Japan plans to restart idled nuclear plants
NEW YORK TIMES,
TOKYO -- Japan will begin restarting its idled nuclear plants after new safety guidelines are in place later this year, Prime Minister Shinzo Abe said Thursday, moving to ensure a stable energy supply despite public safety concerns after the Fukushima disaster.
In a speech to Parliament, Abe pledged to restart nuclear plants that pass the tougher guidelines, which are expected to be adopted by a new independent watchdog agency, the Nuclear Regulation Authority, as early as July. He did not specify when any of the reactors might resume operation, and news reports have suggested that it might take months or even years to make the expensive upgrades needed to meet the new safety standards.
Still, by making the promise in front of the Diet, Abe indicated in the strongest way yet that he planned to move ahead with a campaign pledge to reverse his predecessor's hopes that Japan would begin weaning itself off nuclear energy.

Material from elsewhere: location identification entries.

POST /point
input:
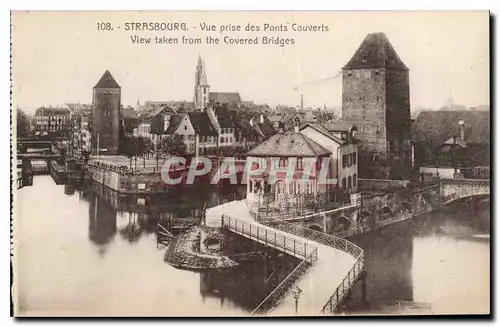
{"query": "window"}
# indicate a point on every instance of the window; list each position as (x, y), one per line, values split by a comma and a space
(283, 162)
(299, 164)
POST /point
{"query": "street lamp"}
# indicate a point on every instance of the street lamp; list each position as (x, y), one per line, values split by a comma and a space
(296, 294)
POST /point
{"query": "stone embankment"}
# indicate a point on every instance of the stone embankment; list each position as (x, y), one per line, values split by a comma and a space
(184, 252)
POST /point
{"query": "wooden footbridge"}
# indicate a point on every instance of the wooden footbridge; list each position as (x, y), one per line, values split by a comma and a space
(329, 268)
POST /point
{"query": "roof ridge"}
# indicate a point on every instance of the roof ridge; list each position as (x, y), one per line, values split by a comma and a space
(309, 141)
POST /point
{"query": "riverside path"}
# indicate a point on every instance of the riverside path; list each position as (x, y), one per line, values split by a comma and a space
(324, 284)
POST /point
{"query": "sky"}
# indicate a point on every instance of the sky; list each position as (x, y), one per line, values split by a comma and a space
(58, 57)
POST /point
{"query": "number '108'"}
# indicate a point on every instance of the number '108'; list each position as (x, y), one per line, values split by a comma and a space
(104, 26)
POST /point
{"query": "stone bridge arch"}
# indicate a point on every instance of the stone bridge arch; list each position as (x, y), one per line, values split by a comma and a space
(452, 190)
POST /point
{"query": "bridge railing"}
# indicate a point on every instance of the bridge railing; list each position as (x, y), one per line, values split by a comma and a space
(307, 252)
(322, 238)
(279, 241)
(335, 242)
(284, 287)
(343, 289)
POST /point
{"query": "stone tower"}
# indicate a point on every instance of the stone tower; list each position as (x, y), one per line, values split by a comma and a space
(376, 98)
(201, 87)
(106, 103)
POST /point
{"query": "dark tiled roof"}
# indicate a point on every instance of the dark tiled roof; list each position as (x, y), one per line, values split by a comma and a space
(201, 123)
(289, 144)
(439, 126)
(339, 127)
(154, 112)
(375, 52)
(175, 121)
(107, 82)
(224, 97)
(266, 128)
(322, 129)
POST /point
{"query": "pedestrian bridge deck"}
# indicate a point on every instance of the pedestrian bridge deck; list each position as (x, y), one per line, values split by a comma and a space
(336, 263)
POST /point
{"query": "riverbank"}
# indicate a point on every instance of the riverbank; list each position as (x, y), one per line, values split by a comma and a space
(185, 252)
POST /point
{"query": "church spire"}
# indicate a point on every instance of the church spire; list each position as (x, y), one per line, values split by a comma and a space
(201, 87)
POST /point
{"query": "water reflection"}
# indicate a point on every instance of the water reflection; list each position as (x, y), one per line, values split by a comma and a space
(425, 261)
(102, 221)
(87, 252)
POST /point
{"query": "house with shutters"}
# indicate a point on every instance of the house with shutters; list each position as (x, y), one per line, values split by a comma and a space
(305, 161)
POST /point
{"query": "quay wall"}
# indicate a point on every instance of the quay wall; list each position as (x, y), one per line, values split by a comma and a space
(127, 182)
(380, 184)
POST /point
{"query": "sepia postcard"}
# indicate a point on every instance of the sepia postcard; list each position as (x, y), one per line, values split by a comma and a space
(250, 163)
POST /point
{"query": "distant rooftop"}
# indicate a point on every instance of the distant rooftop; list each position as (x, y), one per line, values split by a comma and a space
(107, 82)
(375, 52)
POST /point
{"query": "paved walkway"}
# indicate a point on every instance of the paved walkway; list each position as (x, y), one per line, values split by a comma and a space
(317, 284)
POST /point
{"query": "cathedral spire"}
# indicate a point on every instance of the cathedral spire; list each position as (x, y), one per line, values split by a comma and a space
(201, 87)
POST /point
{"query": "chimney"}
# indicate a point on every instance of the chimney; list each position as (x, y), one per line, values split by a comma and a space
(281, 127)
(166, 122)
(462, 130)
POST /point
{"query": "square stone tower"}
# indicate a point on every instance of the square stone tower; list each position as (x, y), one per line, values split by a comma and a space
(376, 98)
(106, 104)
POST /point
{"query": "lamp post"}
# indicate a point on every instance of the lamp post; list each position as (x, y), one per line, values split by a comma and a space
(296, 294)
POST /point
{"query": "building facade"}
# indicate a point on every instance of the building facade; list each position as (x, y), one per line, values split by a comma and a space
(305, 162)
(376, 98)
(106, 115)
(52, 122)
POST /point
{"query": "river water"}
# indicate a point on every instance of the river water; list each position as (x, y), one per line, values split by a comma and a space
(85, 251)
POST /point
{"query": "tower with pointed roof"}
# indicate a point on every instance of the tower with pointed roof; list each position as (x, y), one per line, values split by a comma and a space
(106, 103)
(201, 87)
(376, 98)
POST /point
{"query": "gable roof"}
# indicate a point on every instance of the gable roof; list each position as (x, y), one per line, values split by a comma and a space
(201, 123)
(375, 52)
(339, 127)
(156, 111)
(322, 129)
(288, 144)
(107, 82)
(175, 121)
(438, 126)
(224, 97)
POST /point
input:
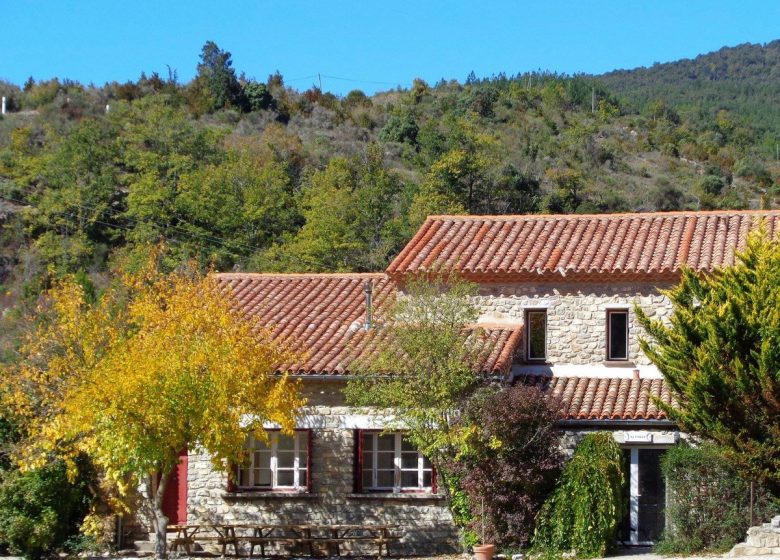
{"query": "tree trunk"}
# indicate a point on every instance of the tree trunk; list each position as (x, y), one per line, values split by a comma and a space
(157, 483)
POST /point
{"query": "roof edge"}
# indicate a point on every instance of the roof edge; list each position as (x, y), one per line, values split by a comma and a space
(289, 275)
(510, 217)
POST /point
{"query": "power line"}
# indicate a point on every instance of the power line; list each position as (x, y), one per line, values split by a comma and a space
(358, 81)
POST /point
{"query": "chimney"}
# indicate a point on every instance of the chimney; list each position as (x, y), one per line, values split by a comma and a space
(368, 288)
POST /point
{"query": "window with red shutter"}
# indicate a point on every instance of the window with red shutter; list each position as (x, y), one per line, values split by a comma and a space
(390, 463)
(283, 462)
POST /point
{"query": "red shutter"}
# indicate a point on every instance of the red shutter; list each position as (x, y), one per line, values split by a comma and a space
(358, 461)
(309, 485)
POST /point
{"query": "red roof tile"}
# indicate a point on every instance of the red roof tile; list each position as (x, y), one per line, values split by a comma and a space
(605, 398)
(322, 314)
(602, 246)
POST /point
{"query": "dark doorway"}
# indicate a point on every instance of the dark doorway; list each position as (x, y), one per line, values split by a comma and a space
(652, 495)
(175, 497)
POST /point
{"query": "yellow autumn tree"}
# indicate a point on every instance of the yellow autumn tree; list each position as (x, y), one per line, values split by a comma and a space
(159, 363)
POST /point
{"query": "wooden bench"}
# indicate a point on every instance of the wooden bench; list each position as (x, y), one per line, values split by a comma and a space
(331, 536)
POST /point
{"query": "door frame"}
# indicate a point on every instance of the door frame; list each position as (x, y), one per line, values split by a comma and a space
(633, 487)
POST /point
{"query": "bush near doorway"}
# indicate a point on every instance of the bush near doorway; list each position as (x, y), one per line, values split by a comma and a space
(582, 514)
(709, 503)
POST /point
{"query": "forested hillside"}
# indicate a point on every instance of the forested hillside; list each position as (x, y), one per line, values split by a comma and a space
(743, 80)
(254, 175)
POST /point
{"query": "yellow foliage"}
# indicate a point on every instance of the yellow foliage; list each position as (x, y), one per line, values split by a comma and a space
(160, 362)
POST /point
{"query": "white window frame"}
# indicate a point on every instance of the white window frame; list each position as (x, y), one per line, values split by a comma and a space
(397, 466)
(528, 313)
(611, 312)
(246, 473)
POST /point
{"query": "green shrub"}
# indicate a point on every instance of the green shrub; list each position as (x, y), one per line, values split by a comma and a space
(708, 507)
(41, 509)
(583, 512)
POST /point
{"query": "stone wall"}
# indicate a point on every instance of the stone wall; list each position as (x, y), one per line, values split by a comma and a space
(425, 519)
(576, 315)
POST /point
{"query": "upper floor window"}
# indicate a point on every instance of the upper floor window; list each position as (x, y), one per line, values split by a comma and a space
(390, 463)
(617, 334)
(282, 462)
(536, 335)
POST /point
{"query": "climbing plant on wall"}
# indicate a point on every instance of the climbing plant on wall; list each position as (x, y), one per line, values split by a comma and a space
(582, 514)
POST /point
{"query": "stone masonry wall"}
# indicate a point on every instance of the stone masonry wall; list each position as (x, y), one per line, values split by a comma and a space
(576, 315)
(425, 519)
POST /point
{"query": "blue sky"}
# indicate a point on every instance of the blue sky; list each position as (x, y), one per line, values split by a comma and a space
(370, 45)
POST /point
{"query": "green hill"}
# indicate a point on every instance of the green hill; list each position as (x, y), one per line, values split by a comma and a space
(255, 175)
(743, 80)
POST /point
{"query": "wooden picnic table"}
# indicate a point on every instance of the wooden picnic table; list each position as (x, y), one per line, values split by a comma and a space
(307, 535)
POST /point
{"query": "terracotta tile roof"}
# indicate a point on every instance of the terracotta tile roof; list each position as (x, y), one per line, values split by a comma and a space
(595, 247)
(605, 398)
(322, 314)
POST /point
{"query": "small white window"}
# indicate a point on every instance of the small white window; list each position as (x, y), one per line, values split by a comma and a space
(536, 335)
(390, 463)
(281, 462)
(617, 334)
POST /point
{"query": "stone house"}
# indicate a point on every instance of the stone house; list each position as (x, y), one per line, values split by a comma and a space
(556, 295)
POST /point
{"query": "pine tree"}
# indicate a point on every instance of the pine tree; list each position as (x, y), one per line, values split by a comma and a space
(721, 356)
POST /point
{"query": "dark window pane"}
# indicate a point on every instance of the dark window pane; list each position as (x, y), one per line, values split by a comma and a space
(409, 460)
(285, 478)
(263, 477)
(618, 329)
(386, 442)
(285, 459)
(537, 335)
(262, 459)
(385, 479)
(286, 442)
(385, 460)
(409, 479)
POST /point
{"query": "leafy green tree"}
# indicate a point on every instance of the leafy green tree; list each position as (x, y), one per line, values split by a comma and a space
(582, 514)
(229, 210)
(435, 377)
(41, 509)
(216, 71)
(709, 503)
(353, 212)
(258, 96)
(464, 172)
(720, 355)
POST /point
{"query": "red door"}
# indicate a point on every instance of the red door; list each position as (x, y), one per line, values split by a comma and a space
(175, 497)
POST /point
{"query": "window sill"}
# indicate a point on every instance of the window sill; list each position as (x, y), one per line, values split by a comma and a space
(619, 363)
(402, 496)
(269, 495)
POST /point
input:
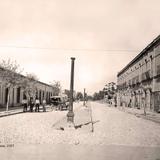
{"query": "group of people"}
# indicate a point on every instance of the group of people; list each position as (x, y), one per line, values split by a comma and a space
(33, 103)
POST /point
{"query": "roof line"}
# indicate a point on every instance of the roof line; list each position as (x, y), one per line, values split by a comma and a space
(155, 41)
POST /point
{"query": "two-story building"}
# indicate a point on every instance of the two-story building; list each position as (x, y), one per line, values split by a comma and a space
(43, 91)
(139, 81)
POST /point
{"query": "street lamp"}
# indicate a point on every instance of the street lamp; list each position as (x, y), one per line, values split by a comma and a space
(70, 115)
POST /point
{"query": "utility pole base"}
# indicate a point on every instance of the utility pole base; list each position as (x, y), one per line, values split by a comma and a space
(70, 117)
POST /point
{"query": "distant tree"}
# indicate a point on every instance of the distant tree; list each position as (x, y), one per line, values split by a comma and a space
(10, 75)
(56, 88)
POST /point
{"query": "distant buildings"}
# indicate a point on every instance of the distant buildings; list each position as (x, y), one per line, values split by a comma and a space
(139, 82)
(43, 91)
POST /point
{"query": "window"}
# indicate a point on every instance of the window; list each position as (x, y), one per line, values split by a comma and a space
(18, 94)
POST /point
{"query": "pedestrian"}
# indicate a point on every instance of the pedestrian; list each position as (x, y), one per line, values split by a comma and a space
(24, 103)
(44, 105)
(31, 103)
(37, 103)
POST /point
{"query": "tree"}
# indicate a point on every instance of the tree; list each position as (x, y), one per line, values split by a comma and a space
(10, 75)
(56, 88)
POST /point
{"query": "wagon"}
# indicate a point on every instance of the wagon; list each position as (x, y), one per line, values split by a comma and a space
(59, 102)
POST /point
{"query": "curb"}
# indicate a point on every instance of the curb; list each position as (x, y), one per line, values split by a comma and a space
(141, 116)
(9, 114)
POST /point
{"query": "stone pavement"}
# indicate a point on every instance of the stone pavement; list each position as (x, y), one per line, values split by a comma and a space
(152, 116)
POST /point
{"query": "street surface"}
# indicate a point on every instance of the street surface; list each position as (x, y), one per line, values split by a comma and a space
(116, 135)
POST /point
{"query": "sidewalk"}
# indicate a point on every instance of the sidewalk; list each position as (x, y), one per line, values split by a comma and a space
(152, 116)
(13, 110)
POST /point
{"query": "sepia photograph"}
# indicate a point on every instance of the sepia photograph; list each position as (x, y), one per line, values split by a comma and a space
(79, 80)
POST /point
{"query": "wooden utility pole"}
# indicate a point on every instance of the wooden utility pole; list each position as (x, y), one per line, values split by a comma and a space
(84, 96)
(70, 115)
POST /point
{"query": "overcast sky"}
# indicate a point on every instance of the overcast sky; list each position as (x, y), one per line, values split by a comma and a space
(103, 35)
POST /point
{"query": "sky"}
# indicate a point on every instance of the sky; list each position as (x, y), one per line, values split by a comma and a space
(103, 36)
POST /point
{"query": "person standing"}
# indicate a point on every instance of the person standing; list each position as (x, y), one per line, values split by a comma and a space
(44, 105)
(31, 104)
(37, 103)
(24, 103)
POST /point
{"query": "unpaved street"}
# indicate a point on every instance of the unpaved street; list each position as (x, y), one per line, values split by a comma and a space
(117, 135)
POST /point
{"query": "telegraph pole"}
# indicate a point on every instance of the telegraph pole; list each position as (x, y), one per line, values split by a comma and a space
(84, 96)
(70, 115)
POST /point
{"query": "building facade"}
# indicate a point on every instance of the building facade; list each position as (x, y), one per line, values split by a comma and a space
(43, 91)
(139, 82)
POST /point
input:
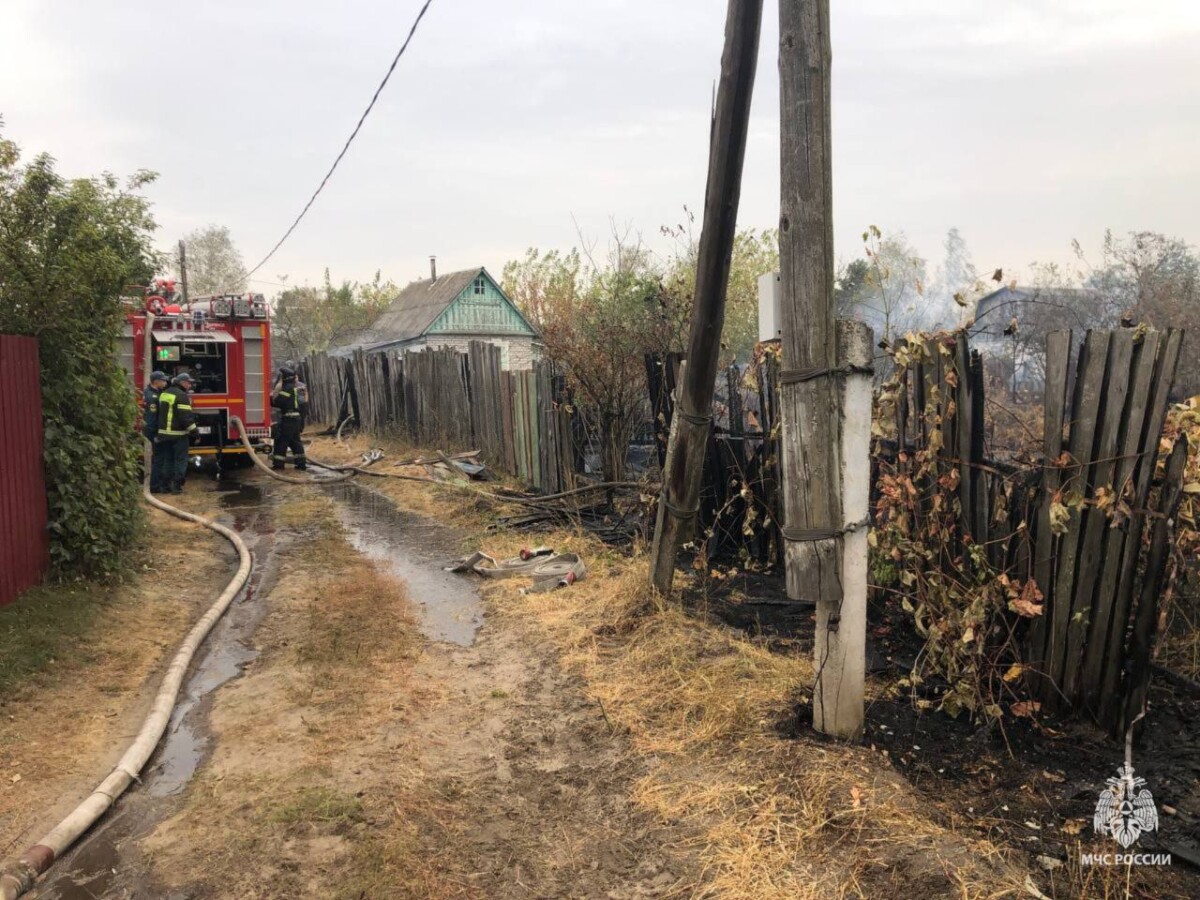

The speech came as the World Health Organization published a comprehensive two-year analysis on the health risks associated with the 2011 disaster suggesting that the chance of getting certain types of cancers had increased slightly among children exposed to the highest doses of radioactivity. The report said that there would most likely be no observable increase in cancer rates in the wider Japanese population.